Compile using the command-line

Run the following command (passing --iree-input-type= as needed for your import tool):

iree-compile \
    --iree-hal-target-backends=llvm-cpu \
    --iree-input-type=mhlo \
    iree_input.mlir -o mobilenet_cpu.vmfb

where iree_input.mlir is the imported program.

Tip

The --iree-llvm-target-triple= flag tells the compiler to generate code for a specific type of CPU. You can see the list of supported targets with iree-compile --iree-llvm-list-targets, or omit the flag to let LLVM infer the triple from your host machine (e.g. x86_64-linux-gnu).

Get IREE runtime with local CPU HAL driver

You will need to get an IREE runtime that supports the local CPU HAL driver, along with the appropriate executable loaders for your application.

Build runtime from source

Please make sure you have followed the Getting started page to build IREE for your host platform and the Android cross-compilation page if you are cross compiling for Android. The local CPU HAL drivers are compiled in by default on all platforms.

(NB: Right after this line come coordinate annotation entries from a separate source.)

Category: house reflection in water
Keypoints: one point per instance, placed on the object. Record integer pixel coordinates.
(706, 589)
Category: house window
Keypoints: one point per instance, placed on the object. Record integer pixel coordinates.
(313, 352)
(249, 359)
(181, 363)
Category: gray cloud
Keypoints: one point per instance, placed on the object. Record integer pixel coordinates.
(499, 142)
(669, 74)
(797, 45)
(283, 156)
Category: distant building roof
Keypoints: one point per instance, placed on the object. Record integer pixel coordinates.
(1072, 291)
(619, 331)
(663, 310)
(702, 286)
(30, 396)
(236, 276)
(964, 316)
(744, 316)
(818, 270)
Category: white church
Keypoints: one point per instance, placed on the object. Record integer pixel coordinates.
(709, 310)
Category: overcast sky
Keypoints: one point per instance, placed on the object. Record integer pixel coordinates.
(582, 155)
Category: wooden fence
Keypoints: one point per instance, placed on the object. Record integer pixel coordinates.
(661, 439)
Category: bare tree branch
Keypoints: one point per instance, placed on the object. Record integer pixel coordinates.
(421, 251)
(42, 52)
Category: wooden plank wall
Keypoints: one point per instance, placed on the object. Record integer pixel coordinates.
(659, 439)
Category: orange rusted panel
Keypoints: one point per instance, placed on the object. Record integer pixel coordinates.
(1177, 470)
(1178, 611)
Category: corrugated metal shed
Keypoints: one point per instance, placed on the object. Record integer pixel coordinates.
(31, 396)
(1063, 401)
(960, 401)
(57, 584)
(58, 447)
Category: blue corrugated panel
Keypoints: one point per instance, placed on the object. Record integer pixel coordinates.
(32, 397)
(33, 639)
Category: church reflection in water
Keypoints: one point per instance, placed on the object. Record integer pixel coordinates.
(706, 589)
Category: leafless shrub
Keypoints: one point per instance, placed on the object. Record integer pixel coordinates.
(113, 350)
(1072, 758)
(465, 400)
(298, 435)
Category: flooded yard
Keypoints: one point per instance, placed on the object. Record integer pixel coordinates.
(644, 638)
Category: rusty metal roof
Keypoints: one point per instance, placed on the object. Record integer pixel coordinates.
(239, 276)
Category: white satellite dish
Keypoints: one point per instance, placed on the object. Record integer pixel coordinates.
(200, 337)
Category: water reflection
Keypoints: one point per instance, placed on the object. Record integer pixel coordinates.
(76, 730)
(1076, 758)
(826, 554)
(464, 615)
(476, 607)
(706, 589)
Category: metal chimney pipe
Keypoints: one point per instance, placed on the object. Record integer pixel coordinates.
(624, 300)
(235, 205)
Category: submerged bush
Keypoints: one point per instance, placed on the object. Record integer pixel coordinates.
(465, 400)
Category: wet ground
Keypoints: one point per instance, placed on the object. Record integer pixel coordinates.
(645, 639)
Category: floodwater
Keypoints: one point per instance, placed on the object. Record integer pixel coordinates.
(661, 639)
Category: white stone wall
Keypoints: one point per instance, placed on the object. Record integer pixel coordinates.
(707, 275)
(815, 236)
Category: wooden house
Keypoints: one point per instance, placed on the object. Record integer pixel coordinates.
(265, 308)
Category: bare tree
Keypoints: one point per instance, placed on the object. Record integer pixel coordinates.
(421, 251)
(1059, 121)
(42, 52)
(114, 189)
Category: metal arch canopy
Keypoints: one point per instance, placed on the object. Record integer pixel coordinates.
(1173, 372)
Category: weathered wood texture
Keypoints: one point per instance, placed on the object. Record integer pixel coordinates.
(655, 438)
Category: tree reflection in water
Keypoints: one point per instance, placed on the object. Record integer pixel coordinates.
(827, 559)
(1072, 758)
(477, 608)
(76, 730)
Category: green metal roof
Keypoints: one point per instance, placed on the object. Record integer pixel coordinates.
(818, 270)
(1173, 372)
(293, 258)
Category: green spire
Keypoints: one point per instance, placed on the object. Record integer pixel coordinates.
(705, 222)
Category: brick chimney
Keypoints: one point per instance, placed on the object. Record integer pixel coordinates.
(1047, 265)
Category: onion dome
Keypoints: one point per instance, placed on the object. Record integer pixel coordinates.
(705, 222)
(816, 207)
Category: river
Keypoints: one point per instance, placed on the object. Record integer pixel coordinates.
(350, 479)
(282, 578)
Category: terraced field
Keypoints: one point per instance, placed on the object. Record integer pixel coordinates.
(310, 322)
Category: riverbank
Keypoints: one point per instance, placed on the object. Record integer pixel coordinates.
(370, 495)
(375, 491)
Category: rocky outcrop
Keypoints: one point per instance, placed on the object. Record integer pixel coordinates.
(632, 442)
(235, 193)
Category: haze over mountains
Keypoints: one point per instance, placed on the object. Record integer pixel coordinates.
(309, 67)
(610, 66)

Ensure that the IREE_HAL_DRIVER_LOCAL_TASK and IREE_HAL_EXECUTABLE_LOADER_EMBEDDED_ELF (or other executable loader) CMake options are ON when configuring for the target.

Run the model

Run using the command-line

In the build directory, run the following command:

tools/iree-run-module \
    --device=local-task \
    --module_file=mobilenet_cpu.vmfb \
    --entry_function=predict \
    --function_input="1x224x224x3xf32=0"

The above assumes the exported function in the model is named as predict and it expects one 224x224 RGB image. We are feeding in an image with all 0 values here for brevity, see iree-run-module --help for the format to specify concrete values.